The Civil Liberties vs. Security Conundrum
In war, the first casualty is truth. In terrorism, the first casualty is civil liberties. Societies under siege do not put a premium on terrorists' rights. Legal scholars might bemoan the attrition of liberty as a society under siege juggles freedom and order. But no one who worries about whether he is going to end up as a body part is likely to engage such concerns. Common sense and survival instincts militate against it.
If you think civil liberties have been compromised as a consequence of one attack, consider what the second one would have done. The experience of Western democracies is that one terrorism attack can create fear, but ongoing terrorist attacks create a siege mentality.
In 1972, IRA terrorism crossed the Irish Sea with the bombing at Aldershot. This carnage was followed by a series of pub bombings that gripped Britain in fear.
Parliament passed, without debate, the Prevention of Terrorism Act, incorporating measures that even its impassioned sponsors called "draconian." Western European countries confronting terrorism responded similarly. In September 1986, France thoroughly revamped its judicial system in response to terrorism by integrating the judicial and intelligence systems in ways unimaginable to Americans. Germany passed stringent laws because the 9/11 terrorists used Hamburg as a base.
Lord Shackelton, author of the Prevention of Terrorism Act, told me that there was no greater freedom than the ability to leave your home and not be blown to bits. Lord Shackelton articulated what Britons felt: without security there is no such thing as liberty.

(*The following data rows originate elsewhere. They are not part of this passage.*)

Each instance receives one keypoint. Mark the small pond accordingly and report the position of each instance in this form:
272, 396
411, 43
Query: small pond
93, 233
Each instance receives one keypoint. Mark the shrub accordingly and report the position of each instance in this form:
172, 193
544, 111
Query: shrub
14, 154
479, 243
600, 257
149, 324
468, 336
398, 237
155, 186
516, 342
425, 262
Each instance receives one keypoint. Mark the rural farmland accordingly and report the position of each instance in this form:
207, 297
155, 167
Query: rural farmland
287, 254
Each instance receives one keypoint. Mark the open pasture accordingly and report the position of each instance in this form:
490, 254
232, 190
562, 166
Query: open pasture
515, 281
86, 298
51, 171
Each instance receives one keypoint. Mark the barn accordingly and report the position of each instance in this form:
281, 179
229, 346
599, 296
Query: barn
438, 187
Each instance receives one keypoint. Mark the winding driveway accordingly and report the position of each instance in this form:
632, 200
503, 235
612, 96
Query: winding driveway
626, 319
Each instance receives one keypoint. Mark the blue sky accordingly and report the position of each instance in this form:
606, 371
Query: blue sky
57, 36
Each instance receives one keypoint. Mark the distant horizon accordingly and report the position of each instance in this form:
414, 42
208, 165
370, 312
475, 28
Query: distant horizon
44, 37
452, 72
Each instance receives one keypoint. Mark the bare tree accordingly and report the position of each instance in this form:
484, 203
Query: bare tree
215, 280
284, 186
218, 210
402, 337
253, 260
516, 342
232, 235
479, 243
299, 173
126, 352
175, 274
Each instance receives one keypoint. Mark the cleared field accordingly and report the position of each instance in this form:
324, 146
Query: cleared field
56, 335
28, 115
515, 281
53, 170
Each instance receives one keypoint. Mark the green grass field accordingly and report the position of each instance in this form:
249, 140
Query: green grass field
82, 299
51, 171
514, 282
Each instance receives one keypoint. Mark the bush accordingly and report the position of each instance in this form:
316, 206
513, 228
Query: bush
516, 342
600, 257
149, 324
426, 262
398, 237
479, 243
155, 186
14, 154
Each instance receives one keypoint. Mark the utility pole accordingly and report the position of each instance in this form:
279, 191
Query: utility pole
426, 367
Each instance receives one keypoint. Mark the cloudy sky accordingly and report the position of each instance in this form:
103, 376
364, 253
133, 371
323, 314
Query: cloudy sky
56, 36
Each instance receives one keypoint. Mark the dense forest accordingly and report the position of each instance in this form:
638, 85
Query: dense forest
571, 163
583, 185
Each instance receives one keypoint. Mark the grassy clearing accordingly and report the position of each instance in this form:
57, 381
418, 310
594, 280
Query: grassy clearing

For seven years, the Bush administration has kept us from another 9/11. If you think this is the result of dumb luck, think again. If you think the Bush administration undermined civil liberties, take a moment to reflect on what this society would look like after another attack.
The tragedy of 9/11 resulted from the Clinton administration's failure to understand that terrorism is neither a criminal justice matter nor a test of our adherence to civil liberties, but a matter of national security. Terrorism is warfare -- surrogate and low-intensity warfare, but warfare nonetheless.
In 1993, the blind cleric Sheik Rahman masterminded the bombing of the World Trade Center. Rahman was tried as a criminal, not an enemy combatant, with full access to the protections and privileges of the American legal system. His lawyers used the discovery process to obtain information about the government's unindicted co-conspirators. The government list later turned up in the hands of al-Qaeda operatives who bombed our embassy in Kenya.
Once convicted, Rahman was prohibited from having contact with the outside world; the government feared he would direct terrorist operations from prison. However, his radical lawyer, Lynne Stewart, served as a conduit for Rahman's ongoing terrorist adventures. She was later arrested and convicted.
Civil libertarians were outraged that the "sanctity" of the convict/lawyer relationship had been violated. Yet there was no outrage that Rahman was plotting murder, and that Stewart was acting not as an officer of the court, but as a go-between in a criminal conspiracy. Stewart, while out on bail, spoke at San Francisco State University and other leftist venues, where she was enthusiastically embraced as a martyr.
It was in the Rahman case that Jamie Gorelick wrote her now infamous "wall-of-separation" memo, separating the intelligence community from information surfacing in criminal investigations and vice versa.
Gorelick's memo was later used by Pentagon lawyers to stop the data-mining operation known as Able Danger. They prevented the team conducting the Able Danger operation from contacting the FBI about intelligence related to 9/11 that was unearthed in advance of the event.
Such walls were partially demolished by the Patriot Act. Seeing terrorism as a national security issue caused the Bush administration to promote cooperation between law enforcement and intelligence agencies.
The most outrageous consequence of the mindless adherence to the criminal justice model was the Clinton administration's refusal to accept Osama bin Laden from the Sudanese and later the Afghans. The administration's response was that they had no idea how to charge him as a criminal. What law did bin Laden break?
As Democrats agitate in this election season over our inability to capture bin Laden, they should consider -- after the demolition of two skyscrapers and the loss of three thousand lives -- that bin Laden was once ours for the taking.
The viable covert operations capability in our intelligence community was wrecked by Frank Church's public revelations of the community's dirty laundry during Congressional hearings held in the early 1970s. Jimmy Carter's administration fired some 820 covert operatives, in the infamous "Halloween Massacre," and severed the spy networks those operatives ran.
The consequence is that we can't find bin Laden because the capacity to run covert operations has never totally recovered.
Our political parties have responded to terrorism with dramatic differences. To put it bluntly, when Osama calls, Republicans believe the intelligence community should listen. Democrats believe that there is more to fear from the intelligence community than from bin Laden.
Should the Democrats come to power, expect them to build walls that hinder the fight against terror. If you believe that terrorists like Sheik Rahman should be afforded the opportunity to abuse the criminal justice system to further their goals, and that the National Security Agency is a bigger threat to you than al-Qaeda, then join the Democratic base. But if you think that protecting the lives of Americans is more important than securing the rights of terrorists, then common sense will lead you to the same decision that most Western democracies have already made.